Personal information
- Nickname: Uncle Sam
- Born: 16 September 1977 (age 48) Novouralsk, Russian SFSR

Darts information
- Playing darts since: 2015
- Darts: 19g Harrows Assassin
- Laterality: Right-handed
- Walk-on music: "In the Heat of the Night" by Star Pilots

Organisation (see split in darts)
- PDC: 2020
- WDF: 2021–
- Current world ranking: (WDF) NR (16 March 2026)

PDC premier events – best performances
- World Championship: Last 96: 2021

Other tournament wins
| Russian Cup | 2020 |
| EADC Qualifier | 2020 |
| EADC Pro Tour | 2021 (x4) |

= Dmitriy Gorbunov =

Russian darts player

Dmitriy (Note: Alternatively spelled Dmitrii) Alexandrovich Gorbunov (Дмитрий Александрович Горбунов; born 16 September 1977) is a Russian professional darts player who played in Professional Darts Corporation tournaments.

==Darts career==
===In Russia===
In March 2015, Gorbunov got the first experience in his career.
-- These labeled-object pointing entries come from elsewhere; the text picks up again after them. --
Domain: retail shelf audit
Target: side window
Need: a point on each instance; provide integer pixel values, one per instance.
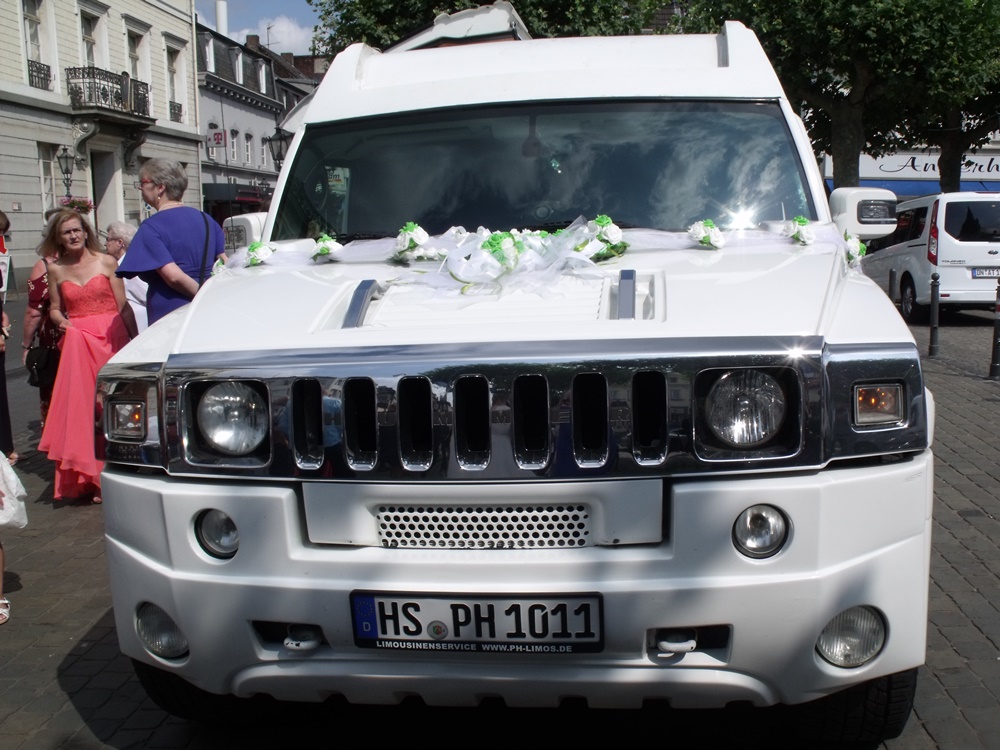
(918, 223)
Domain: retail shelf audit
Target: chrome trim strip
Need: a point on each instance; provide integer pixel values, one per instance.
(521, 421)
(364, 293)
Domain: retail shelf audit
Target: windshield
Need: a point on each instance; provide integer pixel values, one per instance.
(661, 165)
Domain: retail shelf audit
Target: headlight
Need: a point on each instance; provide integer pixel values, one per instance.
(232, 417)
(745, 408)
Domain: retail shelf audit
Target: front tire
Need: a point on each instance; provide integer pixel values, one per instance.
(912, 312)
(870, 712)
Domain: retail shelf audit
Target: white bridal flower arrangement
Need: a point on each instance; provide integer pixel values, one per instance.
(856, 249)
(326, 249)
(706, 233)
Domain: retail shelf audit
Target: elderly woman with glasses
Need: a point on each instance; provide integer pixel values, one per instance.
(39, 330)
(88, 307)
(119, 237)
(175, 249)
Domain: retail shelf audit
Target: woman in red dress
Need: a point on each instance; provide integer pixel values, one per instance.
(88, 306)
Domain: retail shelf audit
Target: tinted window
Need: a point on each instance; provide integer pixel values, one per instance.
(973, 221)
(663, 165)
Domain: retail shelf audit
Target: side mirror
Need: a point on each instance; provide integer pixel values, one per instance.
(864, 212)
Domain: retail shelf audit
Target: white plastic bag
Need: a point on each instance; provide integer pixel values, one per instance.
(12, 510)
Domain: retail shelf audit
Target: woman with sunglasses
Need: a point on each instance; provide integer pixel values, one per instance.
(88, 306)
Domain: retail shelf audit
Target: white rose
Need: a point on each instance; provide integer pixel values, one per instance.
(716, 237)
(697, 231)
(612, 233)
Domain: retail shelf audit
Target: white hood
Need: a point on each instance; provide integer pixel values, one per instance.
(759, 284)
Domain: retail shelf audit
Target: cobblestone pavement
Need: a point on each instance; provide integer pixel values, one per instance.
(63, 683)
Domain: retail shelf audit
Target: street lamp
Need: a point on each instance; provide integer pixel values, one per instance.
(65, 159)
(278, 145)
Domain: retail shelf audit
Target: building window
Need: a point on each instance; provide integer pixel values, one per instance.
(262, 76)
(32, 29)
(50, 176)
(236, 58)
(88, 32)
(134, 43)
(207, 42)
(176, 90)
(39, 74)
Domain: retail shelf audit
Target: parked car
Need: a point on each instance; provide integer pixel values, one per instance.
(957, 236)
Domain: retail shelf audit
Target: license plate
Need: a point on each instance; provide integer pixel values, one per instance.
(530, 624)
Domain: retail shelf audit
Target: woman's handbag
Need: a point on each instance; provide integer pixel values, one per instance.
(42, 363)
(12, 510)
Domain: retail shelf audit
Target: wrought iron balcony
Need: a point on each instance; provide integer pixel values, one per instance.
(94, 88)
(39, 75)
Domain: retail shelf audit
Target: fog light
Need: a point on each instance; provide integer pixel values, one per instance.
(852, 638)
(760, 531)
(159, 633)
(217, 534)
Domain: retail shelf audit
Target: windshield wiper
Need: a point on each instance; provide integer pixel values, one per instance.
(343, 239)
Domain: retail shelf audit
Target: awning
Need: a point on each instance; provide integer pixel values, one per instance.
(229, 193)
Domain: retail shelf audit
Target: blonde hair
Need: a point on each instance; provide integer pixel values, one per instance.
(52, 244)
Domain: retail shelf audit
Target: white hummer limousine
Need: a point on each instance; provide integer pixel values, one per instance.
(554, 378)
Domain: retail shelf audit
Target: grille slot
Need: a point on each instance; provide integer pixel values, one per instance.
(360, 422)
(590, 419)
(484, 527)
(531, 421)
(649, 417)
(416, 430)
(472, 421)
(307, 418)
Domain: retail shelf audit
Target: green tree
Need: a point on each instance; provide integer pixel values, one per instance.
(384, 22)
(874, 76)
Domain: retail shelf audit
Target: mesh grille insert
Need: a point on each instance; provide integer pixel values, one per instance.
(484, 527)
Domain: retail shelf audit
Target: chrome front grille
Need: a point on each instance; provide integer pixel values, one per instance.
(528, 411)
(489, 527)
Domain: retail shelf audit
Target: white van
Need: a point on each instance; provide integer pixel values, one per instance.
(956, 235)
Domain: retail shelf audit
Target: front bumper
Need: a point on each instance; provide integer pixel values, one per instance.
(860, 536)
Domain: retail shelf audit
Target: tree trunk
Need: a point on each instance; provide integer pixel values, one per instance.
(846, 143)
(952, 143)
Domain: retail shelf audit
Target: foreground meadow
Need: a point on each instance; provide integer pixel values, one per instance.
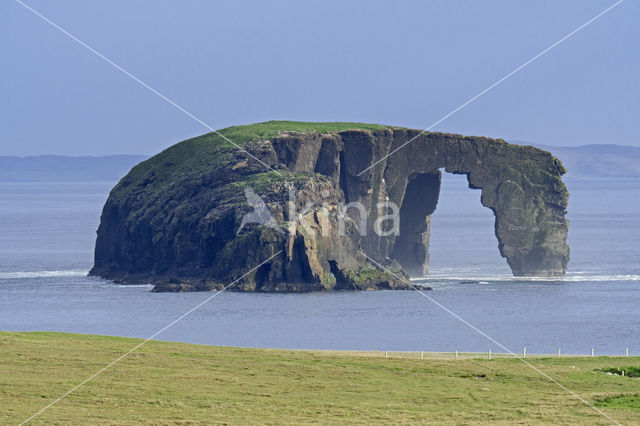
(166, 382)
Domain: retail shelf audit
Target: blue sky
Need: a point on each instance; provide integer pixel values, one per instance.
(402, 63)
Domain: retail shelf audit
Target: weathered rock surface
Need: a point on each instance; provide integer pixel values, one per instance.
(177, 219)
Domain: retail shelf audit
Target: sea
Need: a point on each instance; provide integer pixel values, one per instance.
(47, 237)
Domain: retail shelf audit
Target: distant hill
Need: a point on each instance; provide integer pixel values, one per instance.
(604, 161)
(62, 168)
He decided to take part in the Novouralsk Darts Cup (local amateur tournament), where four people played, and took third place. At the beginning of 2016, Dmitry won the Ural Darts League, a prestigious local russian tournament.

===PDC===
He entered the 2020 PDC Q-School, but only won two matches in four events, and got into the last 256. He then entered the Eurotour qualification and reached the semifinals.

Gorbunov qualified for the 2021 PDC World Darts Championship after winning the EuroAsian Darts Corporation Qualifier tournament, defeating Roman Obukhov 3-1 in sets in the final.

In 2021, he won the first two events on the EADC Tour, defeating Evgeniy Izotov in both finals 6–3 and 6–5 respectively. He won two further events on the EADC Tour, defeating Vitaliy Khohryakov 6-3 and Evgeniy Izotov 6-3. Gorbunov topped the rankings on EADC Tour and will partner Tour Card Holder Boris Koltsov in the 2021 PDC World Cup of Darts to represent Russia.